NASA’s James Webb Space Telescope (JWST) may have identified the universe’s first “dark stars,” according to a recent study published in the journal Proceedings of the National Academy of Sciences. These primordial celestial bodies, composed primarily of hydrogen and helium, differ significantly from conventional stars powered by nuclear fusion. The findings suggest that shortly after the Big Bang, around 300 million years later, supermassive dark stars could have existed, fueled by dark matter before ultimately self-destructing.
Study lead and astrophysicist at Colgate University, Cosmin Ilie, described these supermassive dark stars as exceptionally bright and large structures, primarily consisting of hydrogen and helium. He explained that they maintain their size against gravitational collapse due to the small amounts of self-annihilating dark matter contained within them. Dark matter is an elusive substance that scientists estimate comprises approximately 25 percent of the universe’s total mass. Despite its presumed prevalence, its presence has yet to be directly measured; its existence is primarily inferred through its gravitational effects on observable matter.
The possibility of supermassive dark stars could provide explanations for the unexpected brightness and abundance of galaxies detected by the JWST in the distant universe. The resultant supermassive black holes from these dark stars may also clarify the formation of distant quasars, which are remarkably luminous galactic cores powered by black holes at the centers of galaxies.

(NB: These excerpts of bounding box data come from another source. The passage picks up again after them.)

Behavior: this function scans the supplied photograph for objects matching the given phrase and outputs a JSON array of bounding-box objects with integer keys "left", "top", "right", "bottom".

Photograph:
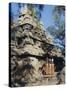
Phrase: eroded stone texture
[{"left": 11, "top": 7, "right": 65, "bottom": 86}]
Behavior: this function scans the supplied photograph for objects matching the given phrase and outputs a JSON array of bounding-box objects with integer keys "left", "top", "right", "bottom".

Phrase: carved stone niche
[{"left": 22, "top": 24, "right": 33, "bottom": 30}]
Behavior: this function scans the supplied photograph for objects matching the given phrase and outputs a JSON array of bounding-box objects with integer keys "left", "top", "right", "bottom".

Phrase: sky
[{"left": 11, "top": 3, "right": 55, "bottom": 28}]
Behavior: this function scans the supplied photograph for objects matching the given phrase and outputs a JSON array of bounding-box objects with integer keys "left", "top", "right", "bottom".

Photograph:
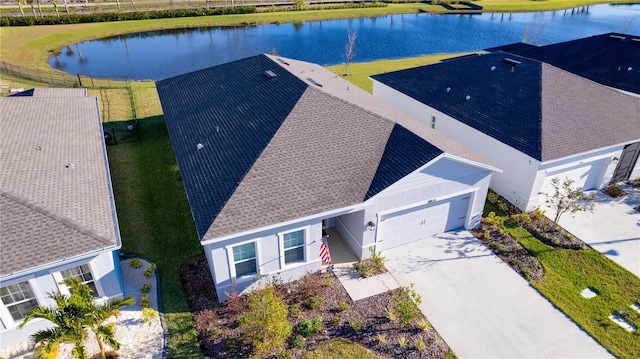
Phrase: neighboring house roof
[
  {"left": 372, "top": 52, "right": 640, "bottom": 161},
  {"left": 487, "top": 33, "right": 640, "bottom": 94},
  {"left": 156, "top": 55, "right": 496, "bottom": 240},
  {"left": 0, "top": 96, "right": 119, "bottom": 276},
  {"left": 484, "top": 42, "right": 538, "bottom": 53}
]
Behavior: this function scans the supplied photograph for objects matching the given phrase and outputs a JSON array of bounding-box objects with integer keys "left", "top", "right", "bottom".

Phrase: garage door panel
[{"left": 378, "top": 194, "right": 470, "bottom": 248}]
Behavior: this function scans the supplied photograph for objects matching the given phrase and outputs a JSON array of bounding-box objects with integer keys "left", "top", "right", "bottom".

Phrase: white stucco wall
[
  {"left": 364, "top": 157, "right": 492, "bottom": 257},
  {"left": 0, "top": 252, "right": 123, "bottom": 348},
  {"left": 204, "top": 222, "right": 322, "bottom": 301},
  {"left": 373, "top": 81, "right": 640, "bottom": 211}
]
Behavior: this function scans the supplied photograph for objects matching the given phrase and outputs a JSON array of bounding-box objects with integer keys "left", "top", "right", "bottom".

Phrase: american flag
[{"left": 320, "top": 236, "right": 331, "bottom": 265}]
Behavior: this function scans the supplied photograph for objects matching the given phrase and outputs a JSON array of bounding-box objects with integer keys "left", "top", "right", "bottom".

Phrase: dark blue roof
[
  {"left": 156, "top": 55, "right": 307, "bottom": 238},
  {"left": 364, "top": 124, "right": 443, "bottom": 201},
  {"left": 496, "top": 33, "right": 640, "bottom": 94},
  {"left": 372, "top": 53, "right": 542, "bottom": 159},
  {"left": 484, "top": 42, "right": 537, "bottom": 53}
]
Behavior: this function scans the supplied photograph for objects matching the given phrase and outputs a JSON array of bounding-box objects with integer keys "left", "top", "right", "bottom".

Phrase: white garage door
[
  {"left": 377, "top": 194, "right": 471, "bottom": 250},
  {"left": 542, "top": 160, "right": 604, "bottom": 193}
]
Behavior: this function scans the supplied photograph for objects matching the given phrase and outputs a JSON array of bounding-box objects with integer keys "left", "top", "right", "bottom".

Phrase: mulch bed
[
  {"left": 181, "top": 256, "right": 451, "bottom": 358},
  {"left": 470, "top": 226, "right": 544, "bottom": 281}
]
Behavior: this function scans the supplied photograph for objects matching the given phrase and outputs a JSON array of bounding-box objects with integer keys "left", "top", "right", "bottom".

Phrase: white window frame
[
  {"left": 51, "top": 262, "right": 104, "bottom": 300},
  {"left": 0, "top": 276, "right": 44, "bottom": 330},
  {"left": 224, "top": 238, "right": 261, "bottom": 282},
  {"left": 278, "top": 226, "right": 309, "bottom": 269}
]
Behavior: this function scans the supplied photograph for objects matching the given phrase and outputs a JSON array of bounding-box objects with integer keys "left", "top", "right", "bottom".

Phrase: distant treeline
[{"left": 0, "top": 6, "right": 256, "bottom": 26}]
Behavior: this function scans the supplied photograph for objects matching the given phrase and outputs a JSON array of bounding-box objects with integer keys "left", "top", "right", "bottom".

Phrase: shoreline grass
[
  {"left": 484, "top": 203, "right": 640, "bottom": 359},
  {"left": 0, "top": 0, "right": 633, "bottom": 76}
]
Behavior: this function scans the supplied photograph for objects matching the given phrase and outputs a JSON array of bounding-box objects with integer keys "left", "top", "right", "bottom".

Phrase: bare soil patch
[{"left": 181, "top": 256, "right": 451, "bottom": 358}]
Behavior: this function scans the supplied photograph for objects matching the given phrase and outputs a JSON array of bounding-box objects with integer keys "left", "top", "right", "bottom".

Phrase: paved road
[
  {"left": 384, "top": 231, "right": 612, "bottom": 358},
  {"left": 547, "top": 185, "right": 640, "bottom": 277}
]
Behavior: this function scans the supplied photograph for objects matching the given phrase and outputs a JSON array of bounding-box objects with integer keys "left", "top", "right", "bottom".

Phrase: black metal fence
[{"left": 0, "top": 61, "right": 128, "bottom": 88}]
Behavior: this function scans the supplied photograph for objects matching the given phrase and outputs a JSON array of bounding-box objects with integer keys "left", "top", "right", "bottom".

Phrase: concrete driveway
[
  {"left": 383, "top": 231, "right": 612, "bottom": 358},
  {"left": 546, "top": 185, "right": 640, "bottom": 277}
]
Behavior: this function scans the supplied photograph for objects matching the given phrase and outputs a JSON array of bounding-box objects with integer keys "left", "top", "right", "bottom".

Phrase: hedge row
[{"left": 0, "top": 6, "right": 256, "bottom": 26}]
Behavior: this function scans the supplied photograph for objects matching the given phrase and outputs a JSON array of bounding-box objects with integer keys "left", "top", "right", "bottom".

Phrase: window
[
  {"left": 60, "top": 264, "right": 100, "bottom": 298},
  {"left": 233, "top": 242, "right": 258, "bottom": 277},
  {"left": 282, "top": 229, "right": 304, "bottom": 264},
  {"left": 0, "top": 282, "right": 38, "bottom": 321}
]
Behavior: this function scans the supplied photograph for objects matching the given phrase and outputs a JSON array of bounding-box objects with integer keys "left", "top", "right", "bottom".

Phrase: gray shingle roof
[
  {"left": 373, "top": 52, "right": 640, "bottom": 161},
  {"left": 158, "top": 55, "right": 490, "bottom": 240},
  {"left": 0, "top": 97, "right": 119, "bottom": 276}
]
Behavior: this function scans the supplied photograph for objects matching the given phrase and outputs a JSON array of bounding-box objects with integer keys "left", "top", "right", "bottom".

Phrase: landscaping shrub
[
  {"left": 239, "top": 284, "right": 293, "bottom": 356},
  {"left": 390, "top": 283, "right": 422, "bottom": 326},
  {"left": 140, "top": 283, "right": 151, "bottom": 294},
  {"left": 0, "top": 6, "right": 256, "bottom": 26},
  {"left": 129, "top": 258, "right": 142, "bottom": 269},
  {"left": 291, "top": 334, "right": 307, "bottom": 349},
  {"left": 304, "top": 297, "right": 322, "bottom": 309},
  {"left": 349, "top": 320, "right": 362, "bottom": 332},
  {"left": 140, "top": 294, "right": 151, "bottom": 309},
  {"left": 296, "top": 316, "right": 322, "bottom": 337},
  {"left": 142, "top": 308, "right": 160, "bottom": 323},
  {"left": 144, "top": 263, "right": 158, "bottom": 277}
]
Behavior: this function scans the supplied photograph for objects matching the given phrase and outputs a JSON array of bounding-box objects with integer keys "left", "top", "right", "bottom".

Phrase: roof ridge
[{"left": 0, "top": 190, "right": 113, "bottom": 245}]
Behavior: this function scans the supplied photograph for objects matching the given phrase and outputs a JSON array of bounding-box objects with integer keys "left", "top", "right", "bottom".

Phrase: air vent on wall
[
  {"left": 307, "top": 77, "right": 322, "bottom": 87},
  {"left": 264, "top": 70, "right": 278, "bottom": 80},
  {"left": 502, "top": 57, "right": 522, "bottom": 66}
]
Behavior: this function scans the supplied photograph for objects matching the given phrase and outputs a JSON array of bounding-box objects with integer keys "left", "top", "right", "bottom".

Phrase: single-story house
[
  {"left": 0, "top": 89, "right": 123, "bottom": 349},
  {"left": 486, "top": 32, "right": 640, "bottom": 96},
  {"left": 372, "top": 52, "right": 640, "bottom": 210},
  {"left": 157, "top": 55, "right": 497, "bottom": 300}
]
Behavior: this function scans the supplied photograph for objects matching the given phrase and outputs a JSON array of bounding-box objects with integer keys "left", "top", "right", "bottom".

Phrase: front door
[{"left": 611, "top": 142, "right": 640, "bottom": 183}]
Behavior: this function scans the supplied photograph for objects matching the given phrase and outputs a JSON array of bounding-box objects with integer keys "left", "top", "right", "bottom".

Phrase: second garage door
[{"left": 376, "top": 194, "right": 471, "bottom": 250}]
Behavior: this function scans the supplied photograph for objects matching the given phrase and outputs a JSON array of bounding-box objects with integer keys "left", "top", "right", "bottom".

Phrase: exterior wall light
[{"left": 367, "top": 221, "right": 376, "bottom": 231}]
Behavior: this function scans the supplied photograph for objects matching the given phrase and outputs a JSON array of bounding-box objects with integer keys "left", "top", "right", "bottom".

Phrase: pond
[{"left": 49, "top": 4, "right": 640, "bottom": 80}]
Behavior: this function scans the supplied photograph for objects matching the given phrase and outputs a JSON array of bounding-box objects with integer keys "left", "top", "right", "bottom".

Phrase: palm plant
[
  {"left": 20, "top": 293, "right": 87, "bottom": 359},
  {"left": 20, "top": 277, "right": 134, "bottom": 359}
]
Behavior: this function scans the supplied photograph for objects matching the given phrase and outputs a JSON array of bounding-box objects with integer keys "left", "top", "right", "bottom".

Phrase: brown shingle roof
[
  {"left": 267, "top": 55, "right": 493, "bottom": 165},
  {"left": 0, "top": 97, "right": 119, "bottom": 275},
  {"left": 204, "top": 88, "right": 394, "bottom": 238}
]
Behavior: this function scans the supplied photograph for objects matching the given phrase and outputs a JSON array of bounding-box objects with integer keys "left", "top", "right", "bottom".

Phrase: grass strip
[
  {"left": 485, "top": 203, "right": 640, "bottom": 359},
  {"left": 0, "top": 0, "right": 632, "bottom": 69},
  {"left": 108, "top": 112, "right": 202, "bottom": 358}
]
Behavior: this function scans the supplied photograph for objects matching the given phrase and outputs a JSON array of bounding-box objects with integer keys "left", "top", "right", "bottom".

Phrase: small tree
[
  {"left": 542, "top": 177, "right": 596, "bottom": 229},
  {"left": 344, "top": 29, "right": 358, "bottom": 76},
  {"left": 389, "top": 283, "right": 422, "bottom": 327},
  {"left": 511, "top": 213, "right": 531, "bottom": 241},
  {"left": 240, "top": 284, "right": 293, "bottom": 357}
]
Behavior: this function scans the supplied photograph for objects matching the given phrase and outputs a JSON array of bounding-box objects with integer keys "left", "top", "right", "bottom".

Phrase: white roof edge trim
[
  {"left": 365, "top": 152, "right": 445, "bottom": 203},
  {"left": 200, "top": 203, "right": 365, "bottom": 246},
  {"left": 444, "top": 152, "right": 503, "bottom": 173}
]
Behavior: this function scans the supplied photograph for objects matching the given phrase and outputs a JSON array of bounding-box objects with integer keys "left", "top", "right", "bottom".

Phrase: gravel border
[{"left": 0, "top": 256, "right": 168, "bottom": 359}]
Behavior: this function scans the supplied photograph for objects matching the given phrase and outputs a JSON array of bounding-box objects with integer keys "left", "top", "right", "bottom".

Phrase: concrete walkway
[
  {"left": 383, "top": 231, "right": 612, "bottom": 358},
  {"left": 546, "top": 185, "right": 640, "bottom": 277}
]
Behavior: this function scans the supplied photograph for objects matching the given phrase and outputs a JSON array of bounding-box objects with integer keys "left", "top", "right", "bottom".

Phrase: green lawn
[
  {"left": 0, "top": 0, "right": 632, "bottom": 73},
  {"left": 104, "top": 83, "right": 202, "bottom": 358},
  {"left": 485, "top": 203, "right": 640, "bottom": 359}
]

The concept of dark stars originated in the late 2000s, with researchers proposing that they could arise from Weakly Interacting Massive Particles (WIMPs), a leading candidate for dark matter. These particles are believed to annihilate each other, generating heat and producing brilliant light similar to that of conventional stars. Researchers suggest that the conditions shortly after the Big Bang were optimal for the formation of these dark stars.
Co-author and astrophysicist at The University of Texas at Austin, Katherine Freese, noted, “For the first time, we have identified spectroscopic supermassive dark star candidates in JWST, including the earliest objects at redshift 14.” This redshift indicates that these candidates are located over 13 billion years away, making them pivotal in understanding the early universe.
Freese emphasized the significance of these dark stars, stating that they could weigh over a million times more than the Sun. Such early dark stars are crucial not only for understanding dark matter but also as potential precursors to the supermassive black holes identified in JWST imagery, which have been challenging to explain.
In 2023, Freese and her colleagues identified several candidates for supermassive dark stars using the JWST’s Near-Infrared Camera (NIRCam), which captures high-resolution images in near-infrared wavelengths. More recently, data from the telescope’s Near-Infrared Spectrograph (NIRSpec), designed to analyze the earliest days of the universe, has become available for exploration.
The latest paper builds on previous findings by utilizing NIRSpec data to identify four spectroscopic dark star candidates, one of which is now recognized as the second most distant object ever observed. Ilie and his team have potentially discovered a “smoking gun” signature of a dark star, marked by a “1640 Angstrom absorption dip” in the spectrum of one candidate. An Angstrom is a unit of measurement often used in the context of light wavelengths, equal to one hundred-millionth of a centimeter.
Despite these promising findings, researchers acknowledge that considerable investigation remains before confirming the existence of supermassive dark stars in the early universe. Nonetheless, these discoveries could illuminate the enigmatic nature of dark matter, one of the most persistent mysteries facing astronomers today.